2. Presenting questionnaire on critical analysis of visual materials:
- Who/What is on the poster? What is the story on the picture? What is going on in the picture?
- What does the body language on the picture express?
- Which colors are used? What do you feel when looking at it? What are the fonts? And what do you feel about the fonts?
- Is it easy to get the sense of the message or you need to spend some time to understand it?
- When was it published? What do you know about the background story, historical or social context behind it?
- Does the poster have a catchy slogan? What is the message of the picture? Are there any words highlighted or underlined? Why?
- Are there any facts or numbers you are able to verify? (Statistics, proper names etc.)

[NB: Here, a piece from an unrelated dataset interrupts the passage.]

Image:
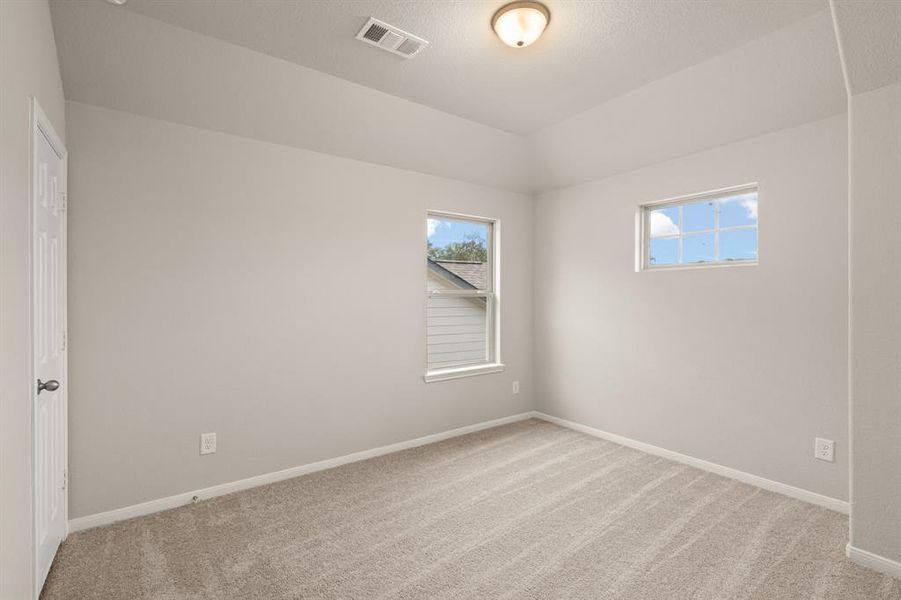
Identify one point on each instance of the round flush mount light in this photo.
(519, 24)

- Who is the main target group of the message? Was it created for a specific audience?
- Do you detect any hidden agenda?
- Where was it published (online, open air, on the streets, near some buildings)?
- Final question: What is the main goal of this poster?
3. Working in small groups, in example for poster analysis in national groups.
4. Presenting the results and discussing the strategies of manipulation.
- What kind of manipulation strategies did you notice while working in groups?
- Why is it important to know the background and context behind the poster?
- . Is it possible to fully understand the poster without additional information?
- What influence may the poster have?
- Did you use search engines or any other source to verify information or to dig deeper into the topic?
Barbara Maderak-Krolik, Daniel Kiermut, Giorgi Iaganashvili, Maria Tymoshchuk, Tamta Shekiladze
Variation: US Case Study
Use examples of a concrete election campaign (here presidential election 2016 in the USA)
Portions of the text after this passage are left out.